Visualize concentration of congregation in one given location and so on.., construct a SMART algorithm based on these analytics to engage restaurants to bring foods to X location of their choice. Exposing this corpus would enable more business to come along this way, even attempting for a government scheme, mandated in the path of philanthropy.
Azure DevOps, Microsoft Planner
We used pipelines to deploy our application.

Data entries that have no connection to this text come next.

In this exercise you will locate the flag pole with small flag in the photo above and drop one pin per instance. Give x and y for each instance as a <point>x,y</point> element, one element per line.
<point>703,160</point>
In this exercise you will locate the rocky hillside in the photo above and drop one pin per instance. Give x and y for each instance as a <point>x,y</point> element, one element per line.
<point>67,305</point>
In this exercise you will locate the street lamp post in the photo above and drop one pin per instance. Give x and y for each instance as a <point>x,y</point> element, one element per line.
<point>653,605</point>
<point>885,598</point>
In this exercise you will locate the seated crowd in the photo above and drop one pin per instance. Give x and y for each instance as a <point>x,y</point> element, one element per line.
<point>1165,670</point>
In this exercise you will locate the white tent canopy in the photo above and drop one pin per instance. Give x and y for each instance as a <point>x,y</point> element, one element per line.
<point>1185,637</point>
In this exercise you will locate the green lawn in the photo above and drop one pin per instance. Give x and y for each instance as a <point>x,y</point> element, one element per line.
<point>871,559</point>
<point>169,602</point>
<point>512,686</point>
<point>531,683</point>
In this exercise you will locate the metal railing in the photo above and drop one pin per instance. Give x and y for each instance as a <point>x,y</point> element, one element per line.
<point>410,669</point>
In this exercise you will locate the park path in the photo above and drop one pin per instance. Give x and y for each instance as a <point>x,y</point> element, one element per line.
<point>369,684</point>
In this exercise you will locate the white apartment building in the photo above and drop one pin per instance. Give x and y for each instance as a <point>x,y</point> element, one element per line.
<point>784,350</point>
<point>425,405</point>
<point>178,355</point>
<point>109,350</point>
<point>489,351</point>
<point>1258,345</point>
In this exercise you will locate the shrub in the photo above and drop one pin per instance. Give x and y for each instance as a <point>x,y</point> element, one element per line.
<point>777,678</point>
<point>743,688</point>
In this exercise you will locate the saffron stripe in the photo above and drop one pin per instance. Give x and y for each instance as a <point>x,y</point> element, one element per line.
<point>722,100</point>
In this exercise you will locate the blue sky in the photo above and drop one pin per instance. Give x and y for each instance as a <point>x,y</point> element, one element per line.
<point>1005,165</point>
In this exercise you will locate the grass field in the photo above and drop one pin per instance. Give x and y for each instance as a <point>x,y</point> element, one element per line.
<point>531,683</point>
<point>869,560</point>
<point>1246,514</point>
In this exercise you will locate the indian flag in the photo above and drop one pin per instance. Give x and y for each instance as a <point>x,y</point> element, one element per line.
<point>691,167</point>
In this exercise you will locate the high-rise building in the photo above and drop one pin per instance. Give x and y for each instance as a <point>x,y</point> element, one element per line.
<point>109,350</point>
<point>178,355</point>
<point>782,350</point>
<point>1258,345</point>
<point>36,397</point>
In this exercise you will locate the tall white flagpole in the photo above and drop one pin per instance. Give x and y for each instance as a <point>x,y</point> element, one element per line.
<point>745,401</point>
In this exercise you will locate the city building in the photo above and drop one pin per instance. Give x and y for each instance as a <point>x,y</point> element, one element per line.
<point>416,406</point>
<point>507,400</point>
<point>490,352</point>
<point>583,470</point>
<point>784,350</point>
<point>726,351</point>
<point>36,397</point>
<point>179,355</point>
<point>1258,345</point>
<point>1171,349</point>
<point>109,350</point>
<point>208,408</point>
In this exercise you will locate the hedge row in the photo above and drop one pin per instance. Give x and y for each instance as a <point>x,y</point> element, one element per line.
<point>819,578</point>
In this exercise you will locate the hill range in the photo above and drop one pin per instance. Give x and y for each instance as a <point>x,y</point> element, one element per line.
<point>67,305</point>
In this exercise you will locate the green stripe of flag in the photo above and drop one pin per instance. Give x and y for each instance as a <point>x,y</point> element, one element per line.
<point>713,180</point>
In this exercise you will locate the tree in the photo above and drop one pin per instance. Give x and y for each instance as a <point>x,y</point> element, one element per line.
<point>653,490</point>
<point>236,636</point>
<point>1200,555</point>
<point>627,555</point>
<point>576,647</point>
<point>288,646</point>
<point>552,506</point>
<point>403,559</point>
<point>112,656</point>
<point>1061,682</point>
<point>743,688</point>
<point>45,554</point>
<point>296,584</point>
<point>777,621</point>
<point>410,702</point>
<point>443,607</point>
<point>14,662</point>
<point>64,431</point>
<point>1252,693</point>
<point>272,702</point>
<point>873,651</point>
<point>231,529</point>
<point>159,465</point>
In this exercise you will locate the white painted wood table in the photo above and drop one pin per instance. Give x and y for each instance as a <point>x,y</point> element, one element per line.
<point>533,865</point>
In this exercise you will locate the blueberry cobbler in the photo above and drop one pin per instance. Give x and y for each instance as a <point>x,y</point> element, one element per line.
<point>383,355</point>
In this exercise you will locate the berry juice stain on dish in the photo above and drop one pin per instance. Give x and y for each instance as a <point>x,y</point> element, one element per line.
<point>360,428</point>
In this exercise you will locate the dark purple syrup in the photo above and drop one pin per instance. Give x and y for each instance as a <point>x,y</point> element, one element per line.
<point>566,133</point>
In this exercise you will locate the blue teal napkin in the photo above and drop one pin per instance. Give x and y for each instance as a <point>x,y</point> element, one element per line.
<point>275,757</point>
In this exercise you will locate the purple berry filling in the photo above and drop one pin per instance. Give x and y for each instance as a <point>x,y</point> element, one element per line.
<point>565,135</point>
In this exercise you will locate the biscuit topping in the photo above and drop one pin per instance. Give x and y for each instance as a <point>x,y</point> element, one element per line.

We used Kanban Methodology and kept track of our progress using Microsoft Planner.
Our Eagle view of our Past Present and Future.
Azure SignalR, EventHubs
Partial implementation of SignalR, EventHubs to send push notifications to our web app and our mobile-friendly Xamarin application in the event of assigning a collector for a pickup or informing producers about the delivery of their food to a consumer hub
Future technical goals involve integrating Azure Active Directory and fulfilling implementation of SignalR using webhooks and similar technologies as well as making the map more mobile-friendly.
The data collected such as food consumption patterns, age groups, ethnicity amongst consumers allow us to understand the required need for food as desired by people attracting potlucks for strangers, sponsored food fest or even organized daily-free-food initiatives by the government or through philanthropists.
We anticipate making the consumer hubs unmanned — such as vending machines, so as to reduce manual labour and automating the process of dispatching consumer verification & Identity card issuance as well as tagging their profile to the food collected which enable us to trace back every packet of food to each consumer thereby maintaining the integrity of the chain.
Blockchain is also likely to be a great candidate for this sort of transaction, all the way from a Producer to a consumer, thereby eliminating any excuses for starvation, misusing the process or unavailability of available resources.
We placed as first Runners up in Servian Microsoft Azure Hackathon 2021 for our MVP demonstration!